Sono politiche ben più complesse ed ampie di ciò che il termine “disabilità” immediatamente e primariamente richiama.
Tutto ciò se, però, si converge sul fatto che la finalità di tali politiche stia nello sviluppo di strategie ed azioni unitarie per la disabilità con al centro la persona ed il suo bisogno nei suoi diversi aspetti.
Secondo questo approccio alla tematica, diviene complicato identificare i soggetti interessati:
- La disabilità è una condizione che tutti possono sperimentare durante la propria vita e non un problema di un gruppo particolare di individui (si pensi alla non autosufficienza).

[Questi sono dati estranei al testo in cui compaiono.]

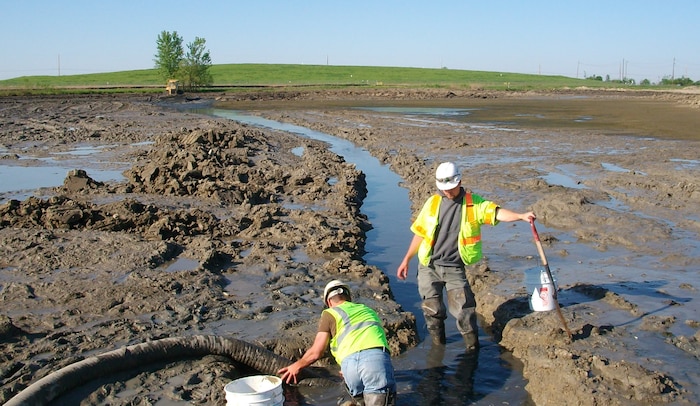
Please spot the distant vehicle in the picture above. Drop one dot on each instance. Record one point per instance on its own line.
(173, 87)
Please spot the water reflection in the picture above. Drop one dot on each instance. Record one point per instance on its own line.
(425, 375)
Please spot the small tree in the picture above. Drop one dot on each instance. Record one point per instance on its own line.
(169, 54)
(194, 68)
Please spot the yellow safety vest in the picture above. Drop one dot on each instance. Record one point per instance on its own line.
(357, 327)
(475, 212)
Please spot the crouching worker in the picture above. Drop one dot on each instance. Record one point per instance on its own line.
(358, 344)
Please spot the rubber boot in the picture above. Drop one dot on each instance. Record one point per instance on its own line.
(435, 314)
(356, 401)
(471, 342)
(380, 399)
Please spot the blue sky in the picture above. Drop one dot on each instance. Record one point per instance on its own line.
(651, 39)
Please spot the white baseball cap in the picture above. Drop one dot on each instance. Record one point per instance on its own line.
(447, 176)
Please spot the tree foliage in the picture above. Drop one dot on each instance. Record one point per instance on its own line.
(169, 54)
(192, 69)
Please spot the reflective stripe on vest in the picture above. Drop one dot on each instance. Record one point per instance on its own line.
(357, 328)
(469, 246)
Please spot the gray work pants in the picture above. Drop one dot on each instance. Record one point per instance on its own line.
(432, 281)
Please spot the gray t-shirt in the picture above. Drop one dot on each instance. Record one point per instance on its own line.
(445, 250)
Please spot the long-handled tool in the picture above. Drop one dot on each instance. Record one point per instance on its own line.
(549, 275)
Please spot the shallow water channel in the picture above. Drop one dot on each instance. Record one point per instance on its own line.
(443, 376)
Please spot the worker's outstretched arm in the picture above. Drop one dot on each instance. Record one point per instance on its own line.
(402, 271)
(290, 373)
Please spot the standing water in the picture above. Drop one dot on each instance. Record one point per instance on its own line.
(425, 375)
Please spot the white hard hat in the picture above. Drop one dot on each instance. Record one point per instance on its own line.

- La disabilità non è necessariamente connessa con la “condizione clinica” della persona
- La disabilità va valutata nel rapporto esistente fra l’individuo disabile e l’ambiente circostante di appartenenza
- Nella disabilità le variabili personali hanno un ruolo importante nel determinare l’accentuazione o meno dello stato di disabilità
La complessità nel delineare in modo univoco cosa sia disabilità ha delle importanti ripercussioni nell’analisi dei bisogni e nell’individuazione di risposte e, più in generale, di politiche di risposta adeguate.

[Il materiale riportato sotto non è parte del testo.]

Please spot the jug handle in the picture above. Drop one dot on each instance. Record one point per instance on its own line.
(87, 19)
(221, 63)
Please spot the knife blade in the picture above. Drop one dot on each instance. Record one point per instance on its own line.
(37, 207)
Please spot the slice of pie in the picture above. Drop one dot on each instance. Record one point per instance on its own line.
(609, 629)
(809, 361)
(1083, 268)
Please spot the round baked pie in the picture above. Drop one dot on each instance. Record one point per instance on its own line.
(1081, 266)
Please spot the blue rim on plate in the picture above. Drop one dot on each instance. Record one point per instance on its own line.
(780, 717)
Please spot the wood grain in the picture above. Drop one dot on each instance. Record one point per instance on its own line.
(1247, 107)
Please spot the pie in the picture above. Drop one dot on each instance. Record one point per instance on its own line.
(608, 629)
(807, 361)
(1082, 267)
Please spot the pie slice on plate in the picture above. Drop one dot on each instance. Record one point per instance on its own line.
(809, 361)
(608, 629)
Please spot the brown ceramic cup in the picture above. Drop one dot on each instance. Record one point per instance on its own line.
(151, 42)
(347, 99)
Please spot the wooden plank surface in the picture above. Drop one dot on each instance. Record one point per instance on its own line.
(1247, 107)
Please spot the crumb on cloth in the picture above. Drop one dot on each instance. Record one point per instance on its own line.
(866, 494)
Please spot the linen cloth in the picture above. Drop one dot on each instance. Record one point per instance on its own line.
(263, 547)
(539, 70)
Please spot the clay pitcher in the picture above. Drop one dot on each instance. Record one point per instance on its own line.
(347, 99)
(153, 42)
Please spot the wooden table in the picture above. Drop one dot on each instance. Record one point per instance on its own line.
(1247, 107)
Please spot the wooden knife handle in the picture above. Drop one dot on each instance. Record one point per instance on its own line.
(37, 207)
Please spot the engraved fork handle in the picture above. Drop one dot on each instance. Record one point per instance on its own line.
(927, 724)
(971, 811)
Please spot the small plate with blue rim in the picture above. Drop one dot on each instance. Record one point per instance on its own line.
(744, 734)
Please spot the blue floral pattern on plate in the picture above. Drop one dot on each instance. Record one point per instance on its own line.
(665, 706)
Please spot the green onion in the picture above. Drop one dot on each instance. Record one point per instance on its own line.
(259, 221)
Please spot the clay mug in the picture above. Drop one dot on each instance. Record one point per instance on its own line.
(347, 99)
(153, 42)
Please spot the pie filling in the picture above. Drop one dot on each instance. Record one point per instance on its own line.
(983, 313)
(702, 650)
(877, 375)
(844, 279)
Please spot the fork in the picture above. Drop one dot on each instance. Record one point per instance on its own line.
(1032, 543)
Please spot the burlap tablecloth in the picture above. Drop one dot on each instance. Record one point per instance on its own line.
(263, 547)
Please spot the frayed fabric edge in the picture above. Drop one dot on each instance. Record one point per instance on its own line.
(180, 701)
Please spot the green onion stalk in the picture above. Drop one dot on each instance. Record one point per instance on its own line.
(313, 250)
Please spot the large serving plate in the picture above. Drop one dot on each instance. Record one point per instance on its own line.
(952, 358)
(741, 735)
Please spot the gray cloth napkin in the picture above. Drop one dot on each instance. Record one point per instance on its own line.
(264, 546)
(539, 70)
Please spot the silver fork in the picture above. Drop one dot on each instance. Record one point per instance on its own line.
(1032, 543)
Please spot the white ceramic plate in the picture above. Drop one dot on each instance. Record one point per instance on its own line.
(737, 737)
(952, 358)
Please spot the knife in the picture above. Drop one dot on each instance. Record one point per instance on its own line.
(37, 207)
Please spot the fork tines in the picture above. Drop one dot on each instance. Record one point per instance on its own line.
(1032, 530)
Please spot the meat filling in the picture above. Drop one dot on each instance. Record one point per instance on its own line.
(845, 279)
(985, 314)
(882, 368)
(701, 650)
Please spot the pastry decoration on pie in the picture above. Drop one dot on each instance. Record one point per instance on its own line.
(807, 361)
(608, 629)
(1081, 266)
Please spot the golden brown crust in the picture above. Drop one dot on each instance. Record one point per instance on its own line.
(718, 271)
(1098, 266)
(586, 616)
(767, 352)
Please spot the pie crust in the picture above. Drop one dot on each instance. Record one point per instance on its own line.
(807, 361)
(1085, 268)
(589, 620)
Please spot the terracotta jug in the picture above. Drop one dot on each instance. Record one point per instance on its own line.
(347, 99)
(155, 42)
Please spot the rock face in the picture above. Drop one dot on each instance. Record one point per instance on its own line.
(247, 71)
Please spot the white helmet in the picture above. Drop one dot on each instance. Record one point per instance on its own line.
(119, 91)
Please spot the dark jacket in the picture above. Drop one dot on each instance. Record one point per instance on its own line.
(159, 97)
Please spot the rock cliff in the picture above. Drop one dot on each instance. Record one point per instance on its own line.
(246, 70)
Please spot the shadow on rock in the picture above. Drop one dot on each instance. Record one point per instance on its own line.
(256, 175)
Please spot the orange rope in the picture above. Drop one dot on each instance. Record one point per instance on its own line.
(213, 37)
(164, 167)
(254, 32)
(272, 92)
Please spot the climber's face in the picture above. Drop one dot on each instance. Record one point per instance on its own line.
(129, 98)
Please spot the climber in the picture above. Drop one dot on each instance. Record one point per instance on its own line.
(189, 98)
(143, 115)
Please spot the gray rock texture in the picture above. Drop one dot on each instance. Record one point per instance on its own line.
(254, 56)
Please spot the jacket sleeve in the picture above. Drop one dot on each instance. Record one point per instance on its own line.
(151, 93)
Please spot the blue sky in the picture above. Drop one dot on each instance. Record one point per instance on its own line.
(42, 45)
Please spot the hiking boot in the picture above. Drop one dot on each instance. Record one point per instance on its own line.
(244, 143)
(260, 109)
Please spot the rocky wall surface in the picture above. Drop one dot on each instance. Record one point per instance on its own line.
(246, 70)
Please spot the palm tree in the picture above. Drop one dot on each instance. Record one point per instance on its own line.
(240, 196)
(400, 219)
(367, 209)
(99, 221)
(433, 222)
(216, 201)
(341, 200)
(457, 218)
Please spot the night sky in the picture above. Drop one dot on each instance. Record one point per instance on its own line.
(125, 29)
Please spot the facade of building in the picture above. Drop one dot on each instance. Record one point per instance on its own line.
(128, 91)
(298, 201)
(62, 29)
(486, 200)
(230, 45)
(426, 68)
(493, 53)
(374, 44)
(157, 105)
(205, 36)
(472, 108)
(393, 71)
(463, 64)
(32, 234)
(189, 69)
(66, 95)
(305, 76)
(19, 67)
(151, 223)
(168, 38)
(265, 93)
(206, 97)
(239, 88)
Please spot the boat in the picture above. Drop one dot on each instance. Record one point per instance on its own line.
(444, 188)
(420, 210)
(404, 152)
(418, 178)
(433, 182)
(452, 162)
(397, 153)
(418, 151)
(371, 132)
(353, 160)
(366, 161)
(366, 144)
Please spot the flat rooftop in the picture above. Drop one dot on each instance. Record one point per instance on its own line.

Va da sé che stiamo parlando di politiche “trasversali” che si traducono necessariamente in azioni ed interventi aventi per tema:
- la Salute e l’Assistenza: sostegno (anche psicologico per prevenire il disagio psico-emotivo e socio-relazionale) al disabile e alla famiglia nell’accoglimento e nella cura; accompagnamento, orientamento ed informazione della persona e della sua famiglia nella costruzione e nella promozione di un progetto individualizzato di vita; facilitazione dell’accessibilità ai percorsi sanitari..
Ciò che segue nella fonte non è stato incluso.